El padre Bernard deseaba que aún viéramos muchos más frescos, por si no
habíamos tenido bastante. Esta vez se trataba de aquellos que Andrea del Pozzo
pintó para adornar la “Galleria Prospettica”. Magníficos. Esa es la verdad, pero
demasiados para una sola sesión.
He
cenado en casa de César: conservas en lata, salami, queso italiano, mortadela y
cerveza. Después, para bajar la cena, hemos dado una vuelta por los alrededores.
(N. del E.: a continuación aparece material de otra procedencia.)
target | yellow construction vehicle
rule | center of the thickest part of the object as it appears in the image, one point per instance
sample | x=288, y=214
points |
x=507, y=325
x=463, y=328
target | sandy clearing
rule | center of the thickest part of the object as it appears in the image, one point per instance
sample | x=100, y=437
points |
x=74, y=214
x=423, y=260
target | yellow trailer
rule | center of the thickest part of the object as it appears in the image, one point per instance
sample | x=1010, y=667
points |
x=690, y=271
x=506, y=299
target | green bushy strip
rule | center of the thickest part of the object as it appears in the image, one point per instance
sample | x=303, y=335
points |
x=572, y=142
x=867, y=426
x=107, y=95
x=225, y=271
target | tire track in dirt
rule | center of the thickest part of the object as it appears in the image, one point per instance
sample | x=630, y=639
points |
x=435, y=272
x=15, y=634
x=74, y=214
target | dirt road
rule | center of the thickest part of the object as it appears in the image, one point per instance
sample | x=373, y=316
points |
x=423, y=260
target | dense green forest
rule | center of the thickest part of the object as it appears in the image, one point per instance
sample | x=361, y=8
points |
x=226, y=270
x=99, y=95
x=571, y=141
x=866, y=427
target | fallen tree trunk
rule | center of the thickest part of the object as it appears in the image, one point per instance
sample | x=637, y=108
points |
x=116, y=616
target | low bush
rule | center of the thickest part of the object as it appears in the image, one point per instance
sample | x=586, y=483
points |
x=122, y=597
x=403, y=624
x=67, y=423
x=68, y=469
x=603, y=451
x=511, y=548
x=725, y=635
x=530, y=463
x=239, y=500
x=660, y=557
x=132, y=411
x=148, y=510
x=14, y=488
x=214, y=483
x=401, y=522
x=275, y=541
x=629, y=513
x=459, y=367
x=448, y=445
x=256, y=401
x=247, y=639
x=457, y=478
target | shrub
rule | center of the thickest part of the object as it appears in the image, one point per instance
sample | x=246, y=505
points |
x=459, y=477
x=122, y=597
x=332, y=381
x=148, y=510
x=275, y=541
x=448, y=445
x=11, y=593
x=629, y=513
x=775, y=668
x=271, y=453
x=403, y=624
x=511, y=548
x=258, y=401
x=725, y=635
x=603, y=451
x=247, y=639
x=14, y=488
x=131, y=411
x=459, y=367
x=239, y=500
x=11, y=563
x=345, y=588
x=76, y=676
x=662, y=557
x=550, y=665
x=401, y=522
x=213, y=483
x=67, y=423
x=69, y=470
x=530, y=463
Ya era de noche y entramos a tomar otro par de “cappuccinos” en el “Caffé Greco”,
donde un artista llamado Stellazio Banelliezi no para de pintar, una y otra
vez, todos los rincones y ambientes del café. Le compramos un par de cuadros
por poco dinero.
Seguimos
nuestra caminata nocturna. Entonces me acordé de lo que escribió Goethe en su
“Viaje a Italia”: “¿Cómo transmitir la belleza de un paseo por Roma a la luz de
la luna?” Por supuesto que también recordé la película de Sorrentino. Nunca lo
hubiera imaginado, pero nuestro paseo nocturno nos llevó, por iniciativa de
César, a casa de una buena amiga suya. La casa estaba algo lejos, junto a la
“Piazza Navona”, pero la caminata resultó de lo más emocionante. Recorrimos unas
calles muy hermosas y entrañables, llenas de palacios renacentistas y casas
señoriales.
La
amiga de César se llama Isabella, de unos cincuenta años, una belleza bien cuidada y
llamativa. Nos pasó a un salón de paredes llenas de espejos con marcos dorados
y unos sillones y sofás tapizados de seda roja. Bebimos güisqui con hielo y
soda. Enseguida imaginé donde estábamos. Y es que al instante la estancia se
llenó de chicas jóvenes. Aquello era un maldito burdel romano.
Confieso
que ha sido una noche maravillosa. La loba que eligió César se llama Valeria y
la mía Galatea. Los cuatro hemos quedado mañana, a la una en punto, en “Campo
dei Fiori”, bajo la estatua de Giordano Bruno. Ha dicho César que comeremos en
el restaurante “Carbonara”, donde según él ponen las mejores alcachofas de
Roma. Nunca supuse que este hombre fuera tan rijoso y putañero. Son las cuatro
de la madrugada, pero tantas tazas de café me han robado el sueño.